As we know, better data means better generative AI output. Amazon is adding new data sources to Knowledge Bases for Amazon Bedrock, including connectors for Confluence, SharePoint, and Salesforce, as well as custom web sources and improved accuracy for CSV and PDF data. This allows organizations to further customize their models with more business data. Knowledge Bases already connects to private sources like Amazon Aurora, MongoDB, Pinecone, and more.

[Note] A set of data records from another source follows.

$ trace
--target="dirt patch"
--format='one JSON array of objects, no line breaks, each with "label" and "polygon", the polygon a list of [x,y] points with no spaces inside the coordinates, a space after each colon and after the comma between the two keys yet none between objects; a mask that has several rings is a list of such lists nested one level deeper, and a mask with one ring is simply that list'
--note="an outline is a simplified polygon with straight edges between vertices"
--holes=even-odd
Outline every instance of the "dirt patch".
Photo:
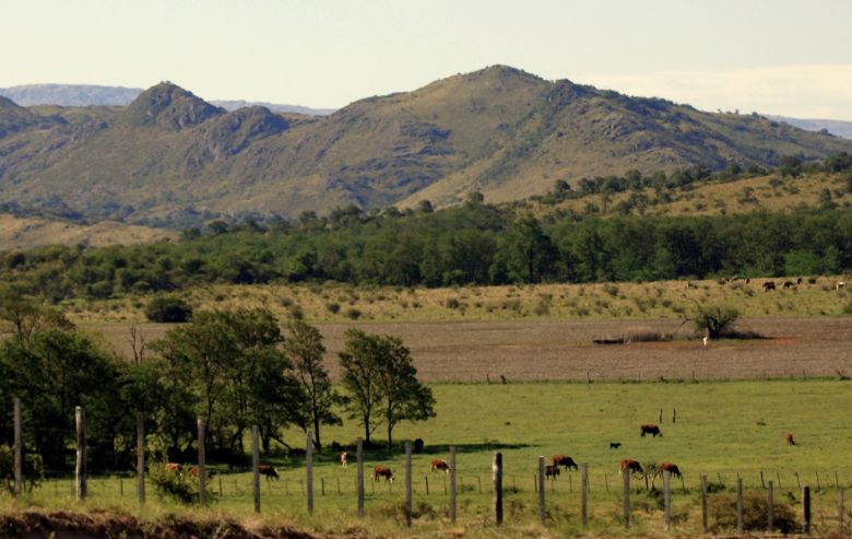
[{"label": "dirt patch", "polygon": [[106,513],[34,511],[0,515],[0,537],[36,539],[316,539],[289,528],[249,530],[235,520],[192,520],[169,517],[163,522],[140,520],[133,516]]}]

New capabilities for Agents
Amazon announced two new capabilities for Agents in Amazon Bedrock: memory retention and code interpretation, both of which improve customization.
With memory retention, Agents can now remember where a user query last left off, whereas previously, they were limited to the information they had from a single session. For example, Agents can now reference information from previous interactions, like the last time you traveled when booking a flight.
Wood noted in the keynote that AWS customers are interested in having agents performing complex analytics, beyond simple automated tasks. To address this, AWS leveraged Agents’ ability to write code; they can now generate and execute code in a sandboxed environment. This allows agents to analyze data and create graphs “to tackle complex data-driven use cases, such as data analysis, data visualization, text processing, solving equations, and optimization problems,” Sivasubramanian said in the release. For instance, this capability could allow for the analysis of real estate price data to help make investment decisions.
Code interpretation is limited to a sandboxed environment to avoid potential chaos from agents creating and executing unvetted code. Amazon also noted that users can directly upload documents, making instructing agents more straightforward.
Updates to Guardrails
To address customer concerns about hallucinations when using generative AI, Amazon announced contextual grounding checks within Guardrails for Bedrock, the company’s existing set of generative AI parameters for reducing harmful output. Contextual grounding checks will detect and block hallucinations in model responses for customers using RAG and summarization. The feature also ensures a model’s response can be attributed to the correct enterprise source data and is relevant to the user’s original query.
Bedrock already provides filters for words, topics, harmful content, and personal data — this update builds on blocking information by addressing hallucinations themselves. AWS reports that Guardrails filters up to 75% of hallucinations. AWS also announced a progress update on its responsible AI initiatives, which include visual watermarking efforts, policy guidelines, and usage training resources.
Guardrails exist in Bedrock, but to extend its responsible AI reach, AWS also announced an API version of the feature, which will let customers implement the feature across foundation models that aren’t hosted by Bedrock.
Other AI announcements
As part of AI Ready, Amazon’s free cloud computing skills training initiative, the company also announced AWS SimuLearn, an interactive learning platform that “pairs generative AI-powered simulations and hands-on training, to help people learn how to translate business problems into technical solutions,” said Sivasubramanian in the announcement. Amazon noted that it has beat its 2025 goal of training 29 million people around the world, having reached 31 million as of July 2024.